Il Cagliari via via si disgrega, i suoi livelli non sono gli stessi di una volta, anche la nazionale affonda nel Mondiale del 1974 in quell’azzurro tenebra che Giovanni Arpino ha meravigliosamente ritratto come immagine della nazionale e di un’Italia molle, prigioniera di piccole invidie e troppi sogni. Rombo di tuono segnerà contro l’Argentina l’ultimo dei suoi 35 gol in 42 partite in azzurro che ne fanno il miglior bomber azzurro di tutti i tempi.

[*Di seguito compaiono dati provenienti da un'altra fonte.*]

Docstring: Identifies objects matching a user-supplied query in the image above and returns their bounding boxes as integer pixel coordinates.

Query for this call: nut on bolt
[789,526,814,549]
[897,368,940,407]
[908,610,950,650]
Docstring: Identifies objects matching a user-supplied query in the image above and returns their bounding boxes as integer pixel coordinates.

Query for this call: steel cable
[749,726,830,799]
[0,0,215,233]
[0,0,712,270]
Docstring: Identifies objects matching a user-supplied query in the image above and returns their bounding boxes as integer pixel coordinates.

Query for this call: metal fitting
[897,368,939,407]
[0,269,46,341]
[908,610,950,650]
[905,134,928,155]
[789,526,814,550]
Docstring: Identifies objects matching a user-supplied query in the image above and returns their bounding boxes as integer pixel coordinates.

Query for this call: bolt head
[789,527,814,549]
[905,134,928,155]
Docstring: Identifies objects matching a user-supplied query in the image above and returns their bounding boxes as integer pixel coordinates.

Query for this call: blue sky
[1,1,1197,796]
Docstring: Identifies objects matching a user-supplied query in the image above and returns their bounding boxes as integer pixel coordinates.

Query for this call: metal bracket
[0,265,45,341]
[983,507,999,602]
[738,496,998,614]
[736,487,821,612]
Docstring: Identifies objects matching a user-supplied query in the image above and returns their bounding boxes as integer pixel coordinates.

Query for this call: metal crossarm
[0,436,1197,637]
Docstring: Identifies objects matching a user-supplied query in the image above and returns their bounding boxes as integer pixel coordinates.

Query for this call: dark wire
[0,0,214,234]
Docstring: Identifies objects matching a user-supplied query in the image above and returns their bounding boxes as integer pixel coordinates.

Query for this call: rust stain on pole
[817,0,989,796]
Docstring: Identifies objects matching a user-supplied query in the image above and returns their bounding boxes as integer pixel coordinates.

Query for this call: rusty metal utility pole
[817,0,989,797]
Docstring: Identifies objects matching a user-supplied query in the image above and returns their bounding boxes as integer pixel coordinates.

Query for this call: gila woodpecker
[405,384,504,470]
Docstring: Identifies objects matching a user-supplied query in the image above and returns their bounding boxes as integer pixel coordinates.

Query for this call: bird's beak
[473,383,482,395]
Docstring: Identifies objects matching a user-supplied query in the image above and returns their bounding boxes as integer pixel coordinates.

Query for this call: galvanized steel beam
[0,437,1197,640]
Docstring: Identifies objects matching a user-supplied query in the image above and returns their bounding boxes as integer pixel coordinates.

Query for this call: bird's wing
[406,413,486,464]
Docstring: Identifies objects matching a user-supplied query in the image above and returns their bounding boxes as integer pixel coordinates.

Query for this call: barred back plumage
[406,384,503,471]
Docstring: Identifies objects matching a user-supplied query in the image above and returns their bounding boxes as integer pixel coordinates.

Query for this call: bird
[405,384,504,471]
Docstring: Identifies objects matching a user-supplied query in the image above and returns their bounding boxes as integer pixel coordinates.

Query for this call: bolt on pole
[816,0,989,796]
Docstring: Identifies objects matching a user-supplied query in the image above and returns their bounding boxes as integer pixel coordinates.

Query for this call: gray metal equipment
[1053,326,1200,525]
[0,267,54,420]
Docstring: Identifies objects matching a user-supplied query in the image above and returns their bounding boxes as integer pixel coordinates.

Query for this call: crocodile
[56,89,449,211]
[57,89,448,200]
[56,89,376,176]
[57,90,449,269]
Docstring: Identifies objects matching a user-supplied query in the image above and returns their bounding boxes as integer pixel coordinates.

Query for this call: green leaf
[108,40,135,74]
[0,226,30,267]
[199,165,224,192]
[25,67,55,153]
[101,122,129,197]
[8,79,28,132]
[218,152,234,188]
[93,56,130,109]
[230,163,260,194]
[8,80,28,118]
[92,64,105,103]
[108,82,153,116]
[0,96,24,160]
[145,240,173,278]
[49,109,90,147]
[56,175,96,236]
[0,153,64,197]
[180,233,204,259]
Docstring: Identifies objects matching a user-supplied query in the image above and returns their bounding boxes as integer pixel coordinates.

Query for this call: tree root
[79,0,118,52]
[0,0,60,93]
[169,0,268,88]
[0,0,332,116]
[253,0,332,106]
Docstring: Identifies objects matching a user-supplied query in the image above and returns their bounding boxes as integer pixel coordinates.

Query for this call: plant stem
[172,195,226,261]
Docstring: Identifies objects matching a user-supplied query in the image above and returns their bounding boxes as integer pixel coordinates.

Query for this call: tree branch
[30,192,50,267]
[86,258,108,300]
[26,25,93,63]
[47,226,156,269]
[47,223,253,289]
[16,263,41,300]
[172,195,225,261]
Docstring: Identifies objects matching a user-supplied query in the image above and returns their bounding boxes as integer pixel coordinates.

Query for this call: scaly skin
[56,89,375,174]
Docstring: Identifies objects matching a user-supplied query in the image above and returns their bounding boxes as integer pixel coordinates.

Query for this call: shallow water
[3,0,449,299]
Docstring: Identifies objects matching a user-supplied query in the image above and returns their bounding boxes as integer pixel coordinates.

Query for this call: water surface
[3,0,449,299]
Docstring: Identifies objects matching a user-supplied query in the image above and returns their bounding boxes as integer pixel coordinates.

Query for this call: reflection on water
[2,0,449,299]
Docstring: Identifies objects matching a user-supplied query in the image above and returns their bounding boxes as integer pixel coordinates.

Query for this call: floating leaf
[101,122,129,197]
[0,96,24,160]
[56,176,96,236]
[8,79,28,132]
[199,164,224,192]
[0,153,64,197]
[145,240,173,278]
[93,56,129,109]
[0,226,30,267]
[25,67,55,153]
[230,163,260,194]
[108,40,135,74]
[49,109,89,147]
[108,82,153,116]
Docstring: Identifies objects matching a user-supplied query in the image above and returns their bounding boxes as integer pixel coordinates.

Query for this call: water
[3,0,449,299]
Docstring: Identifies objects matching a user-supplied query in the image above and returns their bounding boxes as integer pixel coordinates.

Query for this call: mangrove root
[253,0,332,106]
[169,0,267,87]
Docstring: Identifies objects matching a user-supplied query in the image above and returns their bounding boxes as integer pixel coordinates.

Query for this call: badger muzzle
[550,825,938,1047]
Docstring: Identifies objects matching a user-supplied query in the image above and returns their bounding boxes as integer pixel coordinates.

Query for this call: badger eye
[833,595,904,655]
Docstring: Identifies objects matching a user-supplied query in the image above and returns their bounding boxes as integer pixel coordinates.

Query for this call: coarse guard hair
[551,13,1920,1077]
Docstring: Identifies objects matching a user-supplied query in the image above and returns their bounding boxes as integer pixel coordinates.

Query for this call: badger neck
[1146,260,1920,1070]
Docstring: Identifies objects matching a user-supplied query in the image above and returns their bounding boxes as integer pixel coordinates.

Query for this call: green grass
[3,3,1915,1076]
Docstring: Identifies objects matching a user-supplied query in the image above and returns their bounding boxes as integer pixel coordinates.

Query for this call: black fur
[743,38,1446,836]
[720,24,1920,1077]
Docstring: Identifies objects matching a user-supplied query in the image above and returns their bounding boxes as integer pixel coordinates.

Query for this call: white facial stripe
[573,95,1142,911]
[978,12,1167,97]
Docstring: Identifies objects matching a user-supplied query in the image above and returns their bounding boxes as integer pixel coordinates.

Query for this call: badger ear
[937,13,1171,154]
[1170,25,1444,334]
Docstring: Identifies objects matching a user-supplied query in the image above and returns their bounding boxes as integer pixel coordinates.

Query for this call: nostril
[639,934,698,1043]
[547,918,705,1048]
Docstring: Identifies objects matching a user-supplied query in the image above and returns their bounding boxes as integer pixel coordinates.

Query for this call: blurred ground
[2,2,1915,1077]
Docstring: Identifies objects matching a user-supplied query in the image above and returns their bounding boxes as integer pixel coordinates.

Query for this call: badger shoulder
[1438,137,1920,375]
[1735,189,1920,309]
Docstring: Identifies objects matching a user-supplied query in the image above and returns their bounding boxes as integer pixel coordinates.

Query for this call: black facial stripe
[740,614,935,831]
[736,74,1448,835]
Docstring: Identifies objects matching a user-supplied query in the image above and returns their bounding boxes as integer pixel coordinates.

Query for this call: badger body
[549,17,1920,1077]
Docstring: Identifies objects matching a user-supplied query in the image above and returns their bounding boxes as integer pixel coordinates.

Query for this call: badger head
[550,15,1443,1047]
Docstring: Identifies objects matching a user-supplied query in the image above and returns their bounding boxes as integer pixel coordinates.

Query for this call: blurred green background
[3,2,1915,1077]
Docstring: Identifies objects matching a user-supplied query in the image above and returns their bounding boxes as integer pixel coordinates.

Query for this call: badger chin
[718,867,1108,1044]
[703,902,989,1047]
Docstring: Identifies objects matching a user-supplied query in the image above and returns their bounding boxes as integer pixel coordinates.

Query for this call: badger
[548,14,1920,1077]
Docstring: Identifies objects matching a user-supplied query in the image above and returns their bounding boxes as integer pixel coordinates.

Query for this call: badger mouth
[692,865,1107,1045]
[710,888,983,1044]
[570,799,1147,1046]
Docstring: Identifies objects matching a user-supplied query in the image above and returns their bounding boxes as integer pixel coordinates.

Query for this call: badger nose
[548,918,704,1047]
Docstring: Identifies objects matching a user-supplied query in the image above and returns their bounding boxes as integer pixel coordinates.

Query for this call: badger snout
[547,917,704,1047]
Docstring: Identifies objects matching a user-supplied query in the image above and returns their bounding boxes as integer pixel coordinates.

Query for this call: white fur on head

L’amicizia silenziosa tra Riva e De André
Solo la passione l’ha rimesso in piedi, perché l’inferno esiste solo per chi ne ha paura. Canta così Fabrizio De Andrè in Preghiera in gennaio, canzone che Riva non si stanca mai di ascoltare. L’ha scritta da poco quando un suo compagno di squadra che era stato trasferito a Genova li fa incontrare. Il whisky scioglie i silenzi timidi, De Andrè gli racconta che di notte ascolta i rumori della campagna per trovare l’ispirazione. Anche De Andrè ha chiamato casa la Sardegna. Come Riva, che è diventato uno di casa. “Una volta sono entrato a Seui in casa di una vecchietta. Sul muro, a fianco delle foto dei sui familiari, era appesa anche una mia fotografia. Bellissimo, consideravano anche me uno di famiglia” ha raccontato Riva.
Gigi Riva, che nel 1972 ha sfidato al Sant’Elia il Santos di Pele,ha reso Cagliari e il Cagliari un pezzo di casa per i sardi nel mondo.